An international team of archaeologists has uncovered a 3,300-year-old city in the southern province of Luxor in Egypt.
The first remnants of the ancient city, known as Aten, were uncovered in September 2020 by a team led by Egyptian archaeologist Dr. Zahi Hawass.
The city was founded over 3,300 years ago during the reign of 18th-dynasty pharaoh Amenhotep III (ruled 1386-1353 BCE).
It was also active during the king’s co-regency with his son, the famous Amenhotep IV/Akhenaton.
“Many foreign missions searched for this city and never found it,” Dr. Hawass said.
“We began our work searching for the mortuary temple of Tutankhamun because the temples of both Horemheb and Ay were found in this area.”
“The discovery of this lost city is the second most important archaeological discovery since the tomb of Tutankhamun,” said Professor Betsy Brian, an archaeologist at John Hopkins University.
“The discovery not only will give us a rare glimpse into the life of the ancient Egyptians at the time where the Empire was at his wealthiest, but will help us shed light on one of history’s greatest mystery: why did Akhenaten & Nefertiti decide to move to Amarna.”
“The city’s streets are flanked by houses, which some of their walls are up to 3 m high. We can reveal that the city extends to the west, all the way to the famous Deir el-Medina,” Dr. Hawass said.
“Ay’s temple may formerly have belonged to Tutankhamun as two colossal statues of the young king were found there. The northern part of the temple is still under the sands.”
‘The first goal of the mission was to date this settlement,” the archaeologists said.
“Historical references tell us the settlement consisted of three royal palaces of Amenhotep III, as well as the Empire’s administrative and industrial center.”
“A large number of archaeological finds, such as rings, scarabs, colored pottery vessels, and mud bricks bearing seals of Amenhotep III’s cartouche, confirmed the dating of the city.”
In the southern part of the city, the researchers unearthed a bakery, a cooking and food preparation area, complete with ovens and storage pottery.
“From its size, we can state the kitchen was catering a very large number of workers and employees,” they said.
The scientists also partly uncovered an administrative and residential district of the city.
“This area is fenced in by a zigzag wall, with only one access point leading to internal corridors and residential areas,” they said.
“The single entrance makes us think it was some sort of security, with the ability to control entry and exit to enclosed areas.”
“Zigzag walls are one of the rare architectural elements in ancient Egyptian architecture, mainly used towards the end of the 18th dynasty.”
The team also found a workshop with bricks bearing the cartouche of Amenhotep III and a large number of casting molds for the production of amulets and delicate decorative elements.
“One of the most recent finds — a vessel containing 10 kg of dried or boiled meat — has a valuable inscription: ‘Year 37, dressed meat for the third Heb Sed festival from the slaughterhouse of the stockyard of Kha made by the butcher luwy’,” the archaeologists said.
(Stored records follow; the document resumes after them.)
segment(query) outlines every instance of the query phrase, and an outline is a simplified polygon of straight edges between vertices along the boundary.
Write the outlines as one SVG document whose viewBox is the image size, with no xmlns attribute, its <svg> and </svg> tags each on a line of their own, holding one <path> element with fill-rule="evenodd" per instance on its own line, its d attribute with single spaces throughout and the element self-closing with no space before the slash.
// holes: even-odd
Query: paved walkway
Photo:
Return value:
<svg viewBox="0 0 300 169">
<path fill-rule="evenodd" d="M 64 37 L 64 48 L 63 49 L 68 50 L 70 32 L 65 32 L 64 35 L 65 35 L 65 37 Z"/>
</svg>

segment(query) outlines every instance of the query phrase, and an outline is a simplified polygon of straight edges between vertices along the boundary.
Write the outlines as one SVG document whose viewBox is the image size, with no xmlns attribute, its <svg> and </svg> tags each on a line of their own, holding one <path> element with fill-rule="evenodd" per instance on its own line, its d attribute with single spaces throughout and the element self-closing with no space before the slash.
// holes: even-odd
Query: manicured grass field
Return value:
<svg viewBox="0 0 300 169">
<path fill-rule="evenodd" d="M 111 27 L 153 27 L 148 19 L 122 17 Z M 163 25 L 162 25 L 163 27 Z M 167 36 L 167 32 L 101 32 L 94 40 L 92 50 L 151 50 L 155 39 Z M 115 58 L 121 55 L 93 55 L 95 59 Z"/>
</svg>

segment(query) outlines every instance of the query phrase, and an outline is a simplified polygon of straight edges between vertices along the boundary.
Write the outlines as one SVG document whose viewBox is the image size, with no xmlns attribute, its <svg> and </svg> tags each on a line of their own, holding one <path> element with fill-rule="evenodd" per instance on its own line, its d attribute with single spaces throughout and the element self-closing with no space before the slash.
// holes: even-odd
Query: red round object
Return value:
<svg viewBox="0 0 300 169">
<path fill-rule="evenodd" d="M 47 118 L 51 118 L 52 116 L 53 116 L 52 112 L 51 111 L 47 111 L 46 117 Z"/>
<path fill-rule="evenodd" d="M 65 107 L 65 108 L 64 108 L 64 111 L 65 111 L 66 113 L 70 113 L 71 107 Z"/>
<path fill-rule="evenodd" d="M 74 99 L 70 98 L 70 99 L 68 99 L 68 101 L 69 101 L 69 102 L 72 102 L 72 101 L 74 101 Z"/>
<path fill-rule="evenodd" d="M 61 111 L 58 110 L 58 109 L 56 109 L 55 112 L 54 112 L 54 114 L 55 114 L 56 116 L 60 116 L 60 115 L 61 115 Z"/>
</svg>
“This valuable information, not only gives us the names of two people that lived and worked in the city but confirmed that the city was active and the time of Amenhotep III’s co-regency with his son Akhenaten.”
“The excavation also reveals a mud seal with inscriptions that can be read: ‘gm pa Aton’ that can be translated as the ‘domain of the dazzling Aten,’ this is the name of a temple built by Akhenaten at Karnak.”
“As history goes, one year after this pot was made, the city was abandoned and the capital relocated to Amarna.”